Cet ouvrage constitue un recueil de six articles publiés par Mark Granovetter entre 1973 et 2002.

Prenant pour point de départ une critique forte des hypothèses de travail et des principaux résultats de ses collègues économistes, Granovetter observe que les comportements individuels ne peuvent se représenter comme une simple recherche de leur intérêt égoïste. Les agents économiques, souligne-t-il sont « encastrés » dans des structures sociales – c’est-à-dire que leurs décisions et la réussite de leurs actions dépendent toujours des relations qu’ils entretiennent avec d’autres agents.

Ainsi, en politique, les individus se mobilisent toujours plus facilement lorsque leurs proches leur montrent l’exemple. De même, les individus trouvent des emplois plus facilement et de meilleure qualité lorsqu’ils en entendent parler par des personnes qu’ils connaissent personnellement.

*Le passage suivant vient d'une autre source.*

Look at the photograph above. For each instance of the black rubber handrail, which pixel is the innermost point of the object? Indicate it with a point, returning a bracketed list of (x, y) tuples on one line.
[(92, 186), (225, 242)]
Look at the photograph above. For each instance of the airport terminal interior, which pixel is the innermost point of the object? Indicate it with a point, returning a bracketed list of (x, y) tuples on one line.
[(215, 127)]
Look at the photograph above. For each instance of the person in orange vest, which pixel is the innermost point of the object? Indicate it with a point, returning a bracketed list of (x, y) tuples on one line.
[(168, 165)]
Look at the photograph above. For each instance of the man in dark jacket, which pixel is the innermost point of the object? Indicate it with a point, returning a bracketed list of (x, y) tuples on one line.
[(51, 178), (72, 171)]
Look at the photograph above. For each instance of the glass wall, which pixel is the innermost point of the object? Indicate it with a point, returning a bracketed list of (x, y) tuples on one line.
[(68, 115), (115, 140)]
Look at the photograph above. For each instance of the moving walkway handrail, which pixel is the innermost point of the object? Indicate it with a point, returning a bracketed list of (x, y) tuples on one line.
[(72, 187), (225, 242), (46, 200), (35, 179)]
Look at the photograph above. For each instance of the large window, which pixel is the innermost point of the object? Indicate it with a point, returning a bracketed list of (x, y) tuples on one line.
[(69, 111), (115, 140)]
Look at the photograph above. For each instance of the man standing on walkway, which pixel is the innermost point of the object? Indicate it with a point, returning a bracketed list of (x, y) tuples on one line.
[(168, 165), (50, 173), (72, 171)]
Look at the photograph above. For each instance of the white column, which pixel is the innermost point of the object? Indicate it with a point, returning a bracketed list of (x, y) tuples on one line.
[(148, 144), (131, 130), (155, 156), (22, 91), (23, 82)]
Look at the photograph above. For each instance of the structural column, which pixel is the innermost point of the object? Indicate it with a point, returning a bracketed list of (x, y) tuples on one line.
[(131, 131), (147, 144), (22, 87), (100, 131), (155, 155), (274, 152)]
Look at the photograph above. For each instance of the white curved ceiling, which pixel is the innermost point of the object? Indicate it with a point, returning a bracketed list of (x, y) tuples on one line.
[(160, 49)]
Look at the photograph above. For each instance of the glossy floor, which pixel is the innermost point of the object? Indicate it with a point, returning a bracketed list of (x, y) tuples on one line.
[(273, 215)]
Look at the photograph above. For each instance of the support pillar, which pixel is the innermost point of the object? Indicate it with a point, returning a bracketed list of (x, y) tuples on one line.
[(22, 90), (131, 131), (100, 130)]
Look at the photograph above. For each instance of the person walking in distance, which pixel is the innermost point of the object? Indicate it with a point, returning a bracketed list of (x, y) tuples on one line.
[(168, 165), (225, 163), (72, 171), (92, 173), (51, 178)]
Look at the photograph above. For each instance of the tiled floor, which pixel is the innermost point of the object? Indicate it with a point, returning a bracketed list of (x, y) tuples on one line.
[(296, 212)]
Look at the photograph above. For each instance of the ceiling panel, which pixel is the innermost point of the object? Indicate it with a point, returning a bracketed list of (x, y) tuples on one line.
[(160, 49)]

Au terme de ses travaux, Granovetter trace ainsi les contours d’un nouveau programme de recherche centré sur l’analyse des réseaux de relations entre les individus.

2. Une perspective originale

Les articles de Granovetter s’ouvrent tous par une critique des méthodes de recherche de l’économie néoclassique. Celle-ci, pour Granovetter, aurait comme limite la plus fondamentale de reposer sur une conception « sous-socialisée » de l’individu (p. 78).

Les agents économiques, dans les approches traditionnelles, sont envisagés comme des individus rationnels, préoccupés de leur seul intérêt économique, et agissant sans jamais nouer avec les autres agents de relation autre que contractuelle. Les individus sont ainsi représentés sur le modèle d’atomes indépendants les uns des autres. Les théories économiques néoclassiques, observe Granovetter, vont même jusqu’à considérer les relations sociales entre les acteurs comme des entraves au bon fonctionnement des marchés. Pour lui, ces hypothèses de travail ne sont pas seulement une simplification grossière de la réalité, elles sont également la source de conclusions erronées.

En effet, même en admettant que les individus soient rationnels, il n’est pas possible de comprendre leurs actions si on suppose qu’ils ne poursuivent que des intérêts économiques. Il note ainsi : « la poursuite d’objectifs économiques s’accompagne en général de celle d’autres objectifs de nature non économique, comme la sociabilité, la reconnaissance, le statut social et le pouvoir » (p. 258).

Granovetter renvoie cette approche dos à dos avec une conception « sur-socialisée » (p.78) des comportements humains, conception qui serait l’apanage de la sociologie économique traditionnelle (et en particulier de la sociologie de Talcott Parsons, de laquelle Granovetter cherche à se détacher). Ces travaux feraient de l’environnement culturel de l’individu et de sa socialisation l’unique moteur des actions individuelles.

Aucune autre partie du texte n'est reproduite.